The same Leading Signalman, Dexter, with the IR goggles was there too. Carey also had the pongo Corporal up, to see if he could spot something they hadn’t. During the day, Carey had him in to the wardroom several times, talking over all likely scenarios, then they went through the impossible ones. The Corporal’s best bet was that Verney had seen the maintenance train coming in plenty of time and scattered the team to lie low in the rough scrub until they went away.
‘The Eyeties must be pretty dim not to spot that mob,’ Harry had said.
‘It’s amazin’ what you don’t see when you’re not looking for it,’ the Corporal had replied, and Harry, on reflection, believed him.
So there they were, approaching the bay again, except tonight there was no light reflecting off the low cloud and no maintenance train, all lit up, between the tunnel entrances. It was just dark and drizzly, with a gusty onshore wind coming from the nor’-nor’-east, making the rain sting Harry’s left cheek every time it put in another surge of effort. The only thing that told them there was a shoreline ahead was the thin ribbon of phosphorescence where the surf hit the beach.
Then, suddenly, out of the inky black backdrop of the night: pouf! pouf! Two sets of floodlights came on, one after the other, and in the sudden splash of their sickly brightness, from Nicobar’s bridge the entire gap between the two tunnels was theatrically revealed. They could see the tracks and the power cable pylons, and the scrubby hill rising behind them, and in the immediate halo of each set of lights, each one above the two tunnel mouths, were working part
ies, moving methodically about their business. The track between was empty however. The maintenance train had gone; so the men on the tunnel roofs must be stay-behinds, thought Harry: there to finish off the job. Although why they hadn’t done it in daylight was anybody’s guess. Maybe the overtime was better for nightshifts. Harry noticed Carey’s back stiffen, and when he looked up along the line of his binoculars, he could see why – the MAS-boat from last night was there again, seen now only because her navigation lights had suddenly been turned on: one at the masthead, and her port red running light. She was about two miles away, close inshore in the lee of the top curve of the bay, hiding again in the shadows. Otherwise she seemed completely asleep, riding at anchor, sheltering from the prevailing wind. A squall could just be made out passing beyond her; it must have helped shroud her up until now.

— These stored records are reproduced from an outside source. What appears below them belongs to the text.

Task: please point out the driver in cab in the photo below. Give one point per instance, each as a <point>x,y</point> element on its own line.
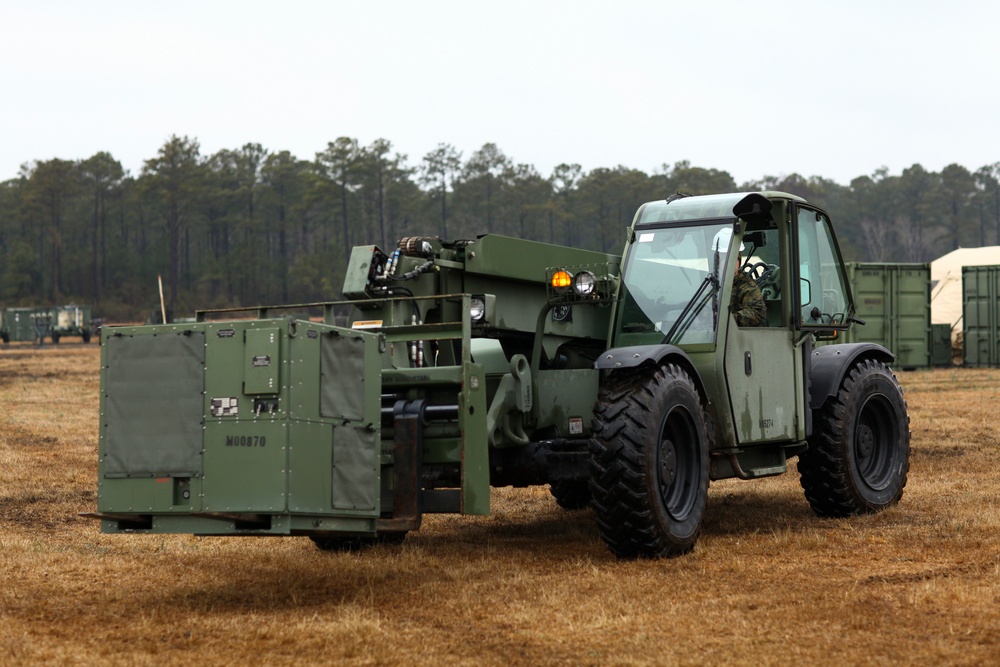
<point>747,304</point>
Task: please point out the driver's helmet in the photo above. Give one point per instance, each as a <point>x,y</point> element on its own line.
<point>722,240</point>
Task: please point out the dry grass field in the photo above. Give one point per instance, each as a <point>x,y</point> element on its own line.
<point>768,583</point>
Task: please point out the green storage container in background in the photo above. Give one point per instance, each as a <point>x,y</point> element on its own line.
<point>25,324</point>
<point>895,302</point>
<point>981,315</point>
<point>941,348</point>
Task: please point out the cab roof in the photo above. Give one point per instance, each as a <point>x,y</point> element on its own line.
<point>701,207</point>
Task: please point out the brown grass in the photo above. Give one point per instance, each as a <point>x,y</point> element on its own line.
<point>769,583</point>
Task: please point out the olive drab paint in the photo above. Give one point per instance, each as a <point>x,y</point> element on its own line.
<point>623,381</point>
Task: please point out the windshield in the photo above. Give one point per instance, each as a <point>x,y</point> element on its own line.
<point>669,268</point>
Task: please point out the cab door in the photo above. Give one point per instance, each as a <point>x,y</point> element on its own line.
<point>764,364</point>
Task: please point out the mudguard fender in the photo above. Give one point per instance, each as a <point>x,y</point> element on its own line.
<point>636,355</point>
<point>830,363</point>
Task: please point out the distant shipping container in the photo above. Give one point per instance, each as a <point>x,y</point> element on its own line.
<point>894,300</point>
<point>981,315</point>
<point>25,324</point>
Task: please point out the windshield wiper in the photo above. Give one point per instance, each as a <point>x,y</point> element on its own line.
<point>694,306</point>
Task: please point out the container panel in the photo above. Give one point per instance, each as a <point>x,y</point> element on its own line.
<point>894,302</point>
<point>153,406</point>
<point>981,315</point>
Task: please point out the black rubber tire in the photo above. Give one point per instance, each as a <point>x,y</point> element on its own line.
<point>859,453</point>
<point>572,495</point>
<point>649,463</point>
<point>343,543</point>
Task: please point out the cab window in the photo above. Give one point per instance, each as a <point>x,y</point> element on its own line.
<point>822,288</point>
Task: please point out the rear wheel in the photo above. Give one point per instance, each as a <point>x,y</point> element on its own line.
<point>859,453</point>
<point>649,463</point>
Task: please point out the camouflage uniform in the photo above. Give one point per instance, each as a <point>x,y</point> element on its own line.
<point>748,303</point>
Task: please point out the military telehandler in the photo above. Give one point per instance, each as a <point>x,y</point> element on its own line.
<point>622,382</point>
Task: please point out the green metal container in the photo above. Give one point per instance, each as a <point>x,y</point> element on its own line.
<point>981,315</point>
<point>941,350</point>
<point>26,324</point>
<point>894,300</point>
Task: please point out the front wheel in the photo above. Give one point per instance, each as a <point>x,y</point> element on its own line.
<point>649,463</point>
<point>859,453</point>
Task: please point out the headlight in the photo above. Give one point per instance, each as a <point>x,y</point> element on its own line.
<point>561,279</point>
<point>477,308</point>
<point>583,283</point>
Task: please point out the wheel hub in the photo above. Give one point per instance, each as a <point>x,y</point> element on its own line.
<point>866,441</point>
<point>668,463</point>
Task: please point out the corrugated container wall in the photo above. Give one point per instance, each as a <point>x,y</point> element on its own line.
<point>895,302</point>
<point>981,315</point>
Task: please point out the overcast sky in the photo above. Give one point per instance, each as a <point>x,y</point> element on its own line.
<point>833,89</point>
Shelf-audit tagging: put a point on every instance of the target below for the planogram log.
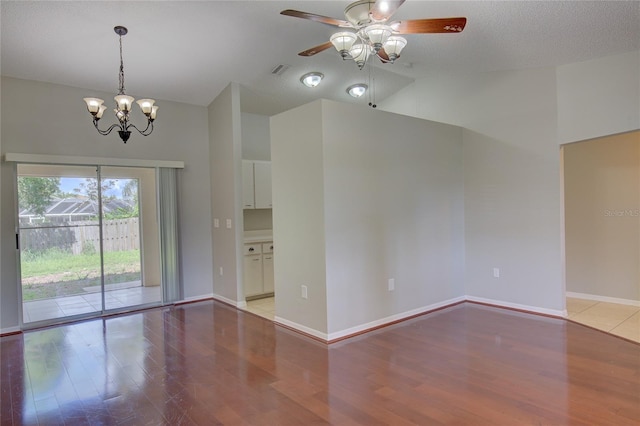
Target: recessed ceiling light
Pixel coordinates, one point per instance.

Harry wondered why Carey didn’t dive the boat immediately; there was enough water under them. Or even order a turn away back to sea. But when he took time to lay out the tactical map in his head, he could see Nicobar probably wasn’t visible from the MAS-boat either, or the shore. Riding decks awash, her conning tower would be lost against the thick, black, shitty wall of weather. Harry wondered, what on earth was Carey up to now?

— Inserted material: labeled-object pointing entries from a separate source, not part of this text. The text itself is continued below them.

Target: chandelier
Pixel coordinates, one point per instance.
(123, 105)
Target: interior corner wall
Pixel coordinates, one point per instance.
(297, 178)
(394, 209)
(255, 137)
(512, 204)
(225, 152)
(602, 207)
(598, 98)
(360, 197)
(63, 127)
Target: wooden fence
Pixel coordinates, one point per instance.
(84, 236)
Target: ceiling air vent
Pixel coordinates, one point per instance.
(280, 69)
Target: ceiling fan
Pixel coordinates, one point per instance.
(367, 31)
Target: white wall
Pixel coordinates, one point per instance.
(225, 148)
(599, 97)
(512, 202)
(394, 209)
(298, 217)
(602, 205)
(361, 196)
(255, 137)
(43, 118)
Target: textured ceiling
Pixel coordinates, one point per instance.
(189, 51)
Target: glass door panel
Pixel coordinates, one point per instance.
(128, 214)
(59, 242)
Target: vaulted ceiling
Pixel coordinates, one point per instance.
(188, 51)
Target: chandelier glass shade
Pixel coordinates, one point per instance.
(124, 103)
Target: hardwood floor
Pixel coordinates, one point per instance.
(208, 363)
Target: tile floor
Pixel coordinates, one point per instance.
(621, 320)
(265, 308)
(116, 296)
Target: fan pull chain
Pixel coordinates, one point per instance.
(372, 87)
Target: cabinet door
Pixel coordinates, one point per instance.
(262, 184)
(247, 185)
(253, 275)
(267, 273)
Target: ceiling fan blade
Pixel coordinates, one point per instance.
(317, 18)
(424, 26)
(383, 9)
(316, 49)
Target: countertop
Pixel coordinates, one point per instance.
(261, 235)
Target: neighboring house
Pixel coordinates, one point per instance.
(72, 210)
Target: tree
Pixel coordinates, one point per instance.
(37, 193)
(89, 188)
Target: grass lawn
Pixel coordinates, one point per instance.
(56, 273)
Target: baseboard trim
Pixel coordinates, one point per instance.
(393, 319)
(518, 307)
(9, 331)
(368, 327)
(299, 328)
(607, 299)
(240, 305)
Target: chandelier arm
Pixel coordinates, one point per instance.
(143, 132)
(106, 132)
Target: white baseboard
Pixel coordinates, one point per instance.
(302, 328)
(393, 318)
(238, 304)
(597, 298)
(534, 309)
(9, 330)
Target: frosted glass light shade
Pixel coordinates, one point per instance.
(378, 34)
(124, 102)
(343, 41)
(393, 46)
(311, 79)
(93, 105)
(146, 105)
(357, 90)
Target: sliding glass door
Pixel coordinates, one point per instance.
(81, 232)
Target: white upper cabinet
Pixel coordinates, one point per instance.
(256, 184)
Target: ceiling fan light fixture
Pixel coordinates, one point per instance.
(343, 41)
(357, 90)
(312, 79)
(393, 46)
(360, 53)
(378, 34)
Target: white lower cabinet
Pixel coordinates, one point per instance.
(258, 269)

That was when Dexter sang out, ‘Signal from shore, Sir! Bearing green-one-five . . . correct identification code . . . being repeated. The correct landing party ident being sent, Sir.’
There was no point in anyone else looking for the spot the lanky rating was pointing to with his free arm, somewhere ashore, off the starboard bow, because the signal was being sent in infrared, and only Dexter with his silly big IR goggles on could see it.